Leo P. Grohowski said he stepped down as the chief investment officer of Bank of America Corp.'s wealth management arm and took the same job at Bank of New York Mellon Corp. because he wanted to continue in a role that focused on product manufacturing.
Mr. Grohowski will lead all investment strategy and investment management functions when he joins Bank of New York Mellon Wealth Management next week. He joined B of A when it bought U.S. Trust Corp. in July.
In an interview last week, he said that during the integration with B of A, many of U.S. Trust's product manufacturing capabilities were shifted to B of A's Columbia Investments and its newly created alternative investments unit.
"At U.S. Trust, after the Bank of America deal, the company decided to move the product manufacturing away from the integrated chief investment officer's office and into specialized businesses," he said. "I really enjoyed overseeing that integrated wealth management platform, including product manufacturing."
Mr. Grohowski had worked for U.S. Trust for two years. Before that he had worked in product manufacturing at Deutsche Asset Management Americas, Bankers Trust Corp., and HSBC Holdings PLC.
Several top U.S. Trust executives have left since Charles Schwab Corp. announced in November it planned to sell the wealth manager to B of A for $3.3 billion.
B of A has tried to minimize attrition, but Peter Scaturro stepped down as U.S. Trust's CEO in April, just a month after the Charlotte company said he would run the unit after the deal closed. His departure was announced amid rumors that B of A planned to change how U.S. Trust operates. In July, Goldman Sachs Group Inc. hired Mr. Scaturro to run its private wealth management business.
Richard X. Bove, an analyst at Punk, Ziegel & Co., said the departures of Mr. Grohowski and other top U.S. Trust executives indicate that "Bank of America is imposing new disciplines, and these new disciplines are being resisted by executives over there."
Mr. Grohowski acknowledged that changes had been made to U.S. Trust since the acquisition.
"Every firm is different. If every firm had the same business model, it wouldn't be too exciting," he said. "Every firm has to take advantage of what it deems to be its strengths. U.S. Trust is going to be a different business under Bank of America as it looks to take advantage of its new strengths."
Bank of New York Mellon Wealth Management had $162 billion of assets under management as of July 31. B of A's wealth management arm, now called U.S. Trust, Bank of America Private Wealth Management, had $220 billion.
Mr. Grohowski said he was impressed by the opportunities at the recently combined Bank of New York Mellon. "Both have made healthy strides into nontraditional asset classes. I look forward to continuing that. I am very interested in exploring some other capabilities that include capital markets."

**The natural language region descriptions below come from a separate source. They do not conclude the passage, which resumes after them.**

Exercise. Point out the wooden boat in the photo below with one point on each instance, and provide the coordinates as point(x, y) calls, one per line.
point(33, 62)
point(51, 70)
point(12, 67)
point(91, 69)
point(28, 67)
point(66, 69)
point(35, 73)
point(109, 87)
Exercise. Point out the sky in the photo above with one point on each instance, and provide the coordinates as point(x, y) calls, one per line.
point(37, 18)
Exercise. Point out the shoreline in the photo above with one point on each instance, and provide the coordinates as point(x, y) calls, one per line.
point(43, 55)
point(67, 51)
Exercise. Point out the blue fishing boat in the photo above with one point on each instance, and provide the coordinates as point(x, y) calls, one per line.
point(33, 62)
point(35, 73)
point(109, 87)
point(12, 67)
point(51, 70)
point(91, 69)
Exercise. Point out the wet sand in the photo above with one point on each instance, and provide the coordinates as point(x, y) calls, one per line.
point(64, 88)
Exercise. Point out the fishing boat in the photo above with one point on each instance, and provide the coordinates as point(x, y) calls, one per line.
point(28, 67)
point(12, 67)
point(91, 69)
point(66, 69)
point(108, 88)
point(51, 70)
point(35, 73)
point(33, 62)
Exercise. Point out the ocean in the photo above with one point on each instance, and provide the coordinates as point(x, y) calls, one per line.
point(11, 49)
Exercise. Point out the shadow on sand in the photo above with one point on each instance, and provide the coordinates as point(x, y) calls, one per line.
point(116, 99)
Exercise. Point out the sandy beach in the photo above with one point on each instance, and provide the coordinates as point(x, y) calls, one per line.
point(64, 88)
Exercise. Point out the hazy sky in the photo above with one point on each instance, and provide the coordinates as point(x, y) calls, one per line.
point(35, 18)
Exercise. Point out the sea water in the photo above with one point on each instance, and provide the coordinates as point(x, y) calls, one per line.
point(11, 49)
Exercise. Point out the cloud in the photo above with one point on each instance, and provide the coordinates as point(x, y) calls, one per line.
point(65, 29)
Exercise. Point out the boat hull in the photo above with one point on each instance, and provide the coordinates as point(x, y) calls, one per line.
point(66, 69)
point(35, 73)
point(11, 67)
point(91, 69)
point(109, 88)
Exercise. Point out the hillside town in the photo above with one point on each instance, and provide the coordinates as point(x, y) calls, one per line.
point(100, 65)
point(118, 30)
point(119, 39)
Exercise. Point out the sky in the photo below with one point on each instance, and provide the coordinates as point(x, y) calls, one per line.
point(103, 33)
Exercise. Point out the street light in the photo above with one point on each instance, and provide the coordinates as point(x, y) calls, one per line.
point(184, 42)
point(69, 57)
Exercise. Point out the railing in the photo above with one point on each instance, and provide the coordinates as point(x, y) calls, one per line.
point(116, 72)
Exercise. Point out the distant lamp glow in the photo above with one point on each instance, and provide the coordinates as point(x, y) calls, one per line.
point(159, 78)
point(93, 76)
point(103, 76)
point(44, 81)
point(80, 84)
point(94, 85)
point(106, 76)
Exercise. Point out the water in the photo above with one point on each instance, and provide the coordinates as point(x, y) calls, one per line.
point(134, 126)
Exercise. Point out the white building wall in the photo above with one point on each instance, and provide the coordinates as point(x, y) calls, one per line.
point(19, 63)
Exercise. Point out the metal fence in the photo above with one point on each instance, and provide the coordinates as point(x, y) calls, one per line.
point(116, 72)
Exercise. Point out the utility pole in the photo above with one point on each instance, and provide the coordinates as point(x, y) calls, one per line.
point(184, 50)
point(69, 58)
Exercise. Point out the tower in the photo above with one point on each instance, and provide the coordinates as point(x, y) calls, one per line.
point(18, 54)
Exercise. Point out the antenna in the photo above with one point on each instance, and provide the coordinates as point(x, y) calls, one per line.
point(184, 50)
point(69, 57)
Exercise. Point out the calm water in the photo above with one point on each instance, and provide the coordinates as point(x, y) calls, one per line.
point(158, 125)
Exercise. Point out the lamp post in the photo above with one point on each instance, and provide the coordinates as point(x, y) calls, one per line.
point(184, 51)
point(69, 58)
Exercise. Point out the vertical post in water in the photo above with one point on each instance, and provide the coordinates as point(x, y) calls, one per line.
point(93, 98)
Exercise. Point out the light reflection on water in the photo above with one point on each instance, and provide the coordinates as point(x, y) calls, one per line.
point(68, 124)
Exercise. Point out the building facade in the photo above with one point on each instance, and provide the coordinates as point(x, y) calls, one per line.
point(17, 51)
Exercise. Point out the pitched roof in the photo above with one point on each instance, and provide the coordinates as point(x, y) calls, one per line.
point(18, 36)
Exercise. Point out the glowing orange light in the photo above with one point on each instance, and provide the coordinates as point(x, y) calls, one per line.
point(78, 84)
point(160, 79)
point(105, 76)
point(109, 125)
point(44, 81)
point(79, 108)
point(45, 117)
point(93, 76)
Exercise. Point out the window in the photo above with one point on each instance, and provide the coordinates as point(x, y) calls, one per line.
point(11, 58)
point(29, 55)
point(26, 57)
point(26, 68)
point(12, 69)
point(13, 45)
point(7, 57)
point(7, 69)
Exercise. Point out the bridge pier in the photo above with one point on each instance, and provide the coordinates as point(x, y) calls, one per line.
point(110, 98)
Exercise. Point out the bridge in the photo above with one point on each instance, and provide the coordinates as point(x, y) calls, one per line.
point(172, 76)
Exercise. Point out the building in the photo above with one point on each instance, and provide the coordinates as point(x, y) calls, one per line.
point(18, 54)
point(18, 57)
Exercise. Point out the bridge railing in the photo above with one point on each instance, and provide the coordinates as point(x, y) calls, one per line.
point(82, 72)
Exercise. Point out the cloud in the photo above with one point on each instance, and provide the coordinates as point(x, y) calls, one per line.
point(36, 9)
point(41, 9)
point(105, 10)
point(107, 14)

B of A announced last week that it has promoted Christopher Hyzy to chief investment officer and Durraj Tase to head of capital markets and brokerage advisory in its wealth management arm. Mr. Grohowski had handled both of these roles as the chief investment officer.
Both Mr. Hyzy and Mr. Tase joined U.S. Trust in 2005 from Citigroup Private Bank's Latin American markets region, where Mr. Hyzy was the chief investment officer and head of product strategy and Mr. Tase was the head of capital markets.

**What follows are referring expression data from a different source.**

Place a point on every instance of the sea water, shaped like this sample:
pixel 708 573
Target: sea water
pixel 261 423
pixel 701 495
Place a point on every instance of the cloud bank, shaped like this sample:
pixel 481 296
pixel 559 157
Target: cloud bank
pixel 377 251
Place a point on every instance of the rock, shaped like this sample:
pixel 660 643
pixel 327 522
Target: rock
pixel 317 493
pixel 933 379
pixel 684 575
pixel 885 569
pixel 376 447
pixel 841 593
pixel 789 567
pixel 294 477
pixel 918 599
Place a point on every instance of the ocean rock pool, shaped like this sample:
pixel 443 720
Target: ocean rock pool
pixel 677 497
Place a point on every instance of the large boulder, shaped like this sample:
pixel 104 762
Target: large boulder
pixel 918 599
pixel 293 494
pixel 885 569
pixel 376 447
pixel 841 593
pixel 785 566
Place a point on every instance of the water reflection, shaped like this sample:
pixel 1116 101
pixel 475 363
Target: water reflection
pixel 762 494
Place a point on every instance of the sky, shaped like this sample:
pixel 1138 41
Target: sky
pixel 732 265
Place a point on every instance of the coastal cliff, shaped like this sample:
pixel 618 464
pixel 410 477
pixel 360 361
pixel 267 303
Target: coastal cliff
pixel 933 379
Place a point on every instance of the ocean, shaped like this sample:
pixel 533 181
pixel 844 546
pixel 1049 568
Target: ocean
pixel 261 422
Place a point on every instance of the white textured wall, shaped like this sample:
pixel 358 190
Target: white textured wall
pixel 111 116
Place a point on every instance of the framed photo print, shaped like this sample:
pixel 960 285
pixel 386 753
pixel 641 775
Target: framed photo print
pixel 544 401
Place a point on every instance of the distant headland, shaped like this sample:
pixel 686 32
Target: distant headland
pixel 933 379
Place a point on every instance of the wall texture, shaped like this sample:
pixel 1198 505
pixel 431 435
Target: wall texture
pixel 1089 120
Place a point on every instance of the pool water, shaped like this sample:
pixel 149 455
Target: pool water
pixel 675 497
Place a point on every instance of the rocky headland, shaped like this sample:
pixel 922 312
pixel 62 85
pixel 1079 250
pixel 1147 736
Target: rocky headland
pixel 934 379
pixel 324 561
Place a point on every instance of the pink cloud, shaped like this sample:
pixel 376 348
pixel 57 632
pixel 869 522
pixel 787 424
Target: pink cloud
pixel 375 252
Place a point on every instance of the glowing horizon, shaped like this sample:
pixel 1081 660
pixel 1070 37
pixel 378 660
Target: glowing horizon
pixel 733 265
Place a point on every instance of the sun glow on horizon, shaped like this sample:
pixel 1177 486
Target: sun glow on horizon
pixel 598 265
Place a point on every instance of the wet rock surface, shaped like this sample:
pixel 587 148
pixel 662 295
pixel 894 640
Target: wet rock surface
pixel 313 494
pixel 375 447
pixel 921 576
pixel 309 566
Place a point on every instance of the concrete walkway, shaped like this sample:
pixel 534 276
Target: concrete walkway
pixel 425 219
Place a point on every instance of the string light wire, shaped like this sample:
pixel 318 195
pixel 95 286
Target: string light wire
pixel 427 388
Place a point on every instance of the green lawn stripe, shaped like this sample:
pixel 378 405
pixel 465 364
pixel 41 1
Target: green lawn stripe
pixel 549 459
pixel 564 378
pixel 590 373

Mr. Hyzy said in an interview last week that B of A moved capital markets out from under the umbrella of the chief investment officer in its wealth arm because clients demanded it.
"There is a natural movement to integrate capital markets and brokerage solutions and to focus on the asset and liability sides of the balance sheet," he said. "This is just a much more natural structure."

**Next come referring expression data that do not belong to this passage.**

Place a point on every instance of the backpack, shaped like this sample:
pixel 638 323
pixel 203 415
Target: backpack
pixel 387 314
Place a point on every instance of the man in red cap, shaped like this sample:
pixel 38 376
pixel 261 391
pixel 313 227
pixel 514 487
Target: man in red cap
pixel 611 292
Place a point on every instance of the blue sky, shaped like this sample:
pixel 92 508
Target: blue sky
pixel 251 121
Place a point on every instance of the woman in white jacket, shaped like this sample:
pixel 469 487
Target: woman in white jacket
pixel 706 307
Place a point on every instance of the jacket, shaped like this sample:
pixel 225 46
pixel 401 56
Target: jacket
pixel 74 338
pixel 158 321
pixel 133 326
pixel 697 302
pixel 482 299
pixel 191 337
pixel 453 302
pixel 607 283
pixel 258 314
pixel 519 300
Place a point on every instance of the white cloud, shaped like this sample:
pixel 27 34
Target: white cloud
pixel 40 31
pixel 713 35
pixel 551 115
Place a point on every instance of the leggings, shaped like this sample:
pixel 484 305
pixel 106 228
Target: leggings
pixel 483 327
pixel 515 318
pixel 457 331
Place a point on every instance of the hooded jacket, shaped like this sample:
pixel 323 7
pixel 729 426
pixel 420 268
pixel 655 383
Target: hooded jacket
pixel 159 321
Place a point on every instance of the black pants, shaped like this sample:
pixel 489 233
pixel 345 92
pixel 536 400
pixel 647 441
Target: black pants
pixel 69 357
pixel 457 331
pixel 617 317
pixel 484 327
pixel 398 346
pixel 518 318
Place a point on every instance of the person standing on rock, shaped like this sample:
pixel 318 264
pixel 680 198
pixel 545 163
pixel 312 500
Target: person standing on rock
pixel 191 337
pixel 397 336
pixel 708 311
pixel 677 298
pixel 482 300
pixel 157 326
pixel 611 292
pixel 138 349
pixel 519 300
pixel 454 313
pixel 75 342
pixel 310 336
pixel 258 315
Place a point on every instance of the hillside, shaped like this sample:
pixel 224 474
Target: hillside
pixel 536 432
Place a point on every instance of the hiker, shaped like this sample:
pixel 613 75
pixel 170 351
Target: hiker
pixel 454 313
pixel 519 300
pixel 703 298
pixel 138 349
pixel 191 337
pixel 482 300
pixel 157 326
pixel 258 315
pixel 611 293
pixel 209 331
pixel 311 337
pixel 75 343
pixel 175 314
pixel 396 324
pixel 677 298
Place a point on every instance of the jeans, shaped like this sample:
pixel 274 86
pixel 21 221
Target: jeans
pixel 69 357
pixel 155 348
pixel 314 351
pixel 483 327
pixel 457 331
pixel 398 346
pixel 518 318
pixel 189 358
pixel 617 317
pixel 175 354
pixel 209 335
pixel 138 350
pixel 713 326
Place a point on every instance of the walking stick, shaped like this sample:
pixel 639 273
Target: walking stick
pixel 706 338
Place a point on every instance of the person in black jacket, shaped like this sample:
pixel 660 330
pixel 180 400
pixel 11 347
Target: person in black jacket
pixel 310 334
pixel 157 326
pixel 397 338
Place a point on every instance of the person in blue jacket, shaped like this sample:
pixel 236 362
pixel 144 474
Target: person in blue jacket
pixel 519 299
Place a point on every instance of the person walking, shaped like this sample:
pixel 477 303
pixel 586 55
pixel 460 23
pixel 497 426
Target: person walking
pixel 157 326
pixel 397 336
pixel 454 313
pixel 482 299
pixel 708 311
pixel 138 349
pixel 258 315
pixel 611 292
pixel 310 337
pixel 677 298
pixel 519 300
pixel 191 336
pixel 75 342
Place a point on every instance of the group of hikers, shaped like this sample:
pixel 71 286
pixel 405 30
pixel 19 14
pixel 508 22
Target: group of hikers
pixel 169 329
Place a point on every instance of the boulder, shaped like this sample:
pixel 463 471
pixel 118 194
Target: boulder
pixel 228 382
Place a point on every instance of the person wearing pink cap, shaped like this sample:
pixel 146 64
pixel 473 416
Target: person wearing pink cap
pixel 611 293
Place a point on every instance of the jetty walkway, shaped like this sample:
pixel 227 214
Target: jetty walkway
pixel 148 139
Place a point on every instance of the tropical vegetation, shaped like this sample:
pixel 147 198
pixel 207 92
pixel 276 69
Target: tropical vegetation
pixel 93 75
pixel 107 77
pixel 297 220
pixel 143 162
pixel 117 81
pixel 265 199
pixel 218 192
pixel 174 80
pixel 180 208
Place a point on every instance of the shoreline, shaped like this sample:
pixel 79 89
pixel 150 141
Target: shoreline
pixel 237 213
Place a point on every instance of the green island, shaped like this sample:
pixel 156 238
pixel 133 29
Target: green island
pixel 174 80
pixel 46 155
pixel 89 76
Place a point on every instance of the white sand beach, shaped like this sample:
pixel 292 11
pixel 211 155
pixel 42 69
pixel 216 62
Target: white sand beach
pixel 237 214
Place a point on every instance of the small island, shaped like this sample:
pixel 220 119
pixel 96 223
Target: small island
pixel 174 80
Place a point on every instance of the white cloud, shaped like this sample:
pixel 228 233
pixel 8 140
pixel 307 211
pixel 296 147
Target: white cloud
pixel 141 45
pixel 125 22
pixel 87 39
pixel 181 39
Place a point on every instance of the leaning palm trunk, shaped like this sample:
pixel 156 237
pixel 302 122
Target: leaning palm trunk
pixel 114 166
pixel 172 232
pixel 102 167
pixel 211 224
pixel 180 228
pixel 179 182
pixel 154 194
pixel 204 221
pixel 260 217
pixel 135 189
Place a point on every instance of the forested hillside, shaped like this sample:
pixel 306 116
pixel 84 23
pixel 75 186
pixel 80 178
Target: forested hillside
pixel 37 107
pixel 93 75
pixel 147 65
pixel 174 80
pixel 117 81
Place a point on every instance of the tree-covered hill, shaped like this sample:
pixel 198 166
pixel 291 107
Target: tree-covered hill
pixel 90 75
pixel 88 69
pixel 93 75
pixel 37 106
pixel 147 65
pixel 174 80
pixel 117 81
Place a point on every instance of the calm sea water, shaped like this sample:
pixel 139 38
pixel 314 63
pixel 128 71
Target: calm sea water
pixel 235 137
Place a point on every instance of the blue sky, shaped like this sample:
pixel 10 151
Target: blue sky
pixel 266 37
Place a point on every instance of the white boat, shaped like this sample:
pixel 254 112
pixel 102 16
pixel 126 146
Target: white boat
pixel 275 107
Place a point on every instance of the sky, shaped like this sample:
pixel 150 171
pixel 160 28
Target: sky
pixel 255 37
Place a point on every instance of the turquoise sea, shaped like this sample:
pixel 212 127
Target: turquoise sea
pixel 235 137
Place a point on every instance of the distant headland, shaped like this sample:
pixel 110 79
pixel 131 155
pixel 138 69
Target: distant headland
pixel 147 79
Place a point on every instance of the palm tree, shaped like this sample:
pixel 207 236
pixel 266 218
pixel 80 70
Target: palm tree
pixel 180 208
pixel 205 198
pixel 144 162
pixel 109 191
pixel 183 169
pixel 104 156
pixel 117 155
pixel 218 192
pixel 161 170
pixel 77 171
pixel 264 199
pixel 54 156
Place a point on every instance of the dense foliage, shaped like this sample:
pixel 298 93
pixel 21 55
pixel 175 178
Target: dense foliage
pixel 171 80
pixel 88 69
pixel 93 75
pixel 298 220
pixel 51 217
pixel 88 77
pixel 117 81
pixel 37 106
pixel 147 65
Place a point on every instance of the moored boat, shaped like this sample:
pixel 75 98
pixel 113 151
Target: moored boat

Mr. Tase said in an interview that capital markets and brokerage services are really outside the scope of traditional portfolio management, where the chief investment officer should focus.
"U.S. Trust was a strong asset management firm, but the combined organization now is focused on being a top-class wealth management firm," he said. "Wealth management requires us to think in a different way."
Mr. Hyzy said his unit needed two executives focused on specific areas. "If we left these two capabilities under the CIO's umbrella, it would really have impeded our overall growth. To have a complete asset allocation model, we needed to separate them out."
According to Mr. Bove, the changes may be in the best interest of B of A's wealth arm. U.S. Trust's assets fell 17% in the two years after Schwab bought it in 2000 and then were flat for five quarters. They stood at $138.8 billion on March 31, 2005. Then with a strong market tailwind, U.S. Trust's assets increased 14.6%, to $159 billion before B of A announced its deal in November.
"The fact is, B of A had to impose some new systems," he said. "There needed to be changes to this organization in order to make it a more profitable company."